I was paired with Surenisha Velasquez. The first day we met, Surenisha sat me down and explained who she was, what was important to her, and what she needed from me. This seemingly quiet young lady had so much to say, so much to worry about, and so much to ask… her grades and attendance were not due to laziness or an unwillingness to work hard, but rather a lot of external challenges that she was facing. Together, we talked about and worked through some of the struggles that she was having- with schoolwork, attendance and friends. It was amazing how quickly Surenisha went from being my assigned mentee to just another part of my life, a part that was different from the stresses of being a teacher. Taking 30 minutes to eat Wendy’s for lunch was not overwhelming, even when I had work to do. Walking Surenisha across campus to her classroom was no problem at all, even if I was tired or in the middle of something. All of a sudden, I had become a mentor, and what I realize now, is that so much of being a mentor is simply being there for another person.

I can take little credit in the change in Surenisha’s grades, attendance and overall attitude towards school. She did the work. She stayed after school and during lunch to redo or complete missing work. She made sure to come to school every day, even on days where she could have skipped. She made sure to walk away from friends, teachers, or students who were frustrating her. All I did was make sure that I was there for her, and by being there, all I did was give her the space within the school where she felt comfortable and cared for. Surenisha worked extremely hard and was able to get her grades up and pass the 9th grade. She is now a happy 10th grader who is so busy and involved that she only has time to come check in with me once in a while, but it is always with a smile and a million things that are going great.

As a mentor, I thought that I would be teaching my mentee. However, I learned so much from mentoring Surenisha.  Life is prickly sometimes, and it can get extremely prickly for a high schooler who is trying to balance school, work, friends, family and everything that comes with being in high school. As teachers, we see the best and the worst sides of students we teach. Some days we see smiles and effort and 10/10 on classwork, other days we see frowns, tardies and 0/10s. What we have to remember is that we are teaching students, but working with real live people.

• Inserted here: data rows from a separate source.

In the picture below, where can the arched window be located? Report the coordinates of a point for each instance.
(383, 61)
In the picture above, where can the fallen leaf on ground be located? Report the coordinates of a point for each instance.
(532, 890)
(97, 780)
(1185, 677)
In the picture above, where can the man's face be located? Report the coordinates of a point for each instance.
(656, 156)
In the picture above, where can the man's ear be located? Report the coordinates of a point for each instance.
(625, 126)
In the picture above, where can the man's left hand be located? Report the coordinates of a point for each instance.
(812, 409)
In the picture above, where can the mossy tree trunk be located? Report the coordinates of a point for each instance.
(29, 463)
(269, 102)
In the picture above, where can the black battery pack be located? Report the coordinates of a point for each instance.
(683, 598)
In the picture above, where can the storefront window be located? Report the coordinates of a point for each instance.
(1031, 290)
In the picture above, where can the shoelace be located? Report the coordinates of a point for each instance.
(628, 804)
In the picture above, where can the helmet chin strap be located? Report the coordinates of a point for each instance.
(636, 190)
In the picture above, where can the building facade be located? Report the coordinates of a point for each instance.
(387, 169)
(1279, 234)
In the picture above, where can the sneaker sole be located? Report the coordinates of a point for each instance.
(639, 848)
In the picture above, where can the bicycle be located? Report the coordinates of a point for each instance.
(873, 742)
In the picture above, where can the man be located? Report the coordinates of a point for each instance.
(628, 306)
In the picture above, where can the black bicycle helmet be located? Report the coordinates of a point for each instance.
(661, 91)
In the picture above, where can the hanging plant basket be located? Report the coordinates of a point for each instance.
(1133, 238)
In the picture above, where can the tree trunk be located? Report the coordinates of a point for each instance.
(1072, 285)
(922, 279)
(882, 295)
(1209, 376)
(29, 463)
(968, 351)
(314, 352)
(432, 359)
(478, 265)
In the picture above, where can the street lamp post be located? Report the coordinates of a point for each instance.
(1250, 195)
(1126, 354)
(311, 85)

Sometimes we forget that people are allowed to have bad days, weeks, months or even years. We forget that we should treat all people with kindness and respect. We forget that sometimes the people who seem like they don’t want or need love, actually need it the most. We forget all of this, when we as first, second or even tenth year teachers need the same things. I listened to Surenisha, she listened to me. I complained to Surenisha, she complained to me. I gave Surenisha advice, she gave it right back to me. Being a mentor means to have an equal relationship with another person, to help each other learn from one another and support one another through any challenges.

I still have sour days, I still find myself in the fetal position, and I still eat a lot of ice cream in year 2 of teaching. However, becoming a Success Mentor has done nothing but add sweetness to my experience working at Lawrence High School. Being a teacher is important, but being a mentor is equally if not more important. Mentoring Surenisha has helped ground me in why anyone who works with our youth does the work that we do – because we want to be the adults that help these young people grow into the people that will then help the future young people. We want a world where giving someone support, checking in, asking if they are okay is a regular occurrence. I am proud to be a Success Mentor and feel so fortunate to have gotten to build a relationship with such an incredible young lady.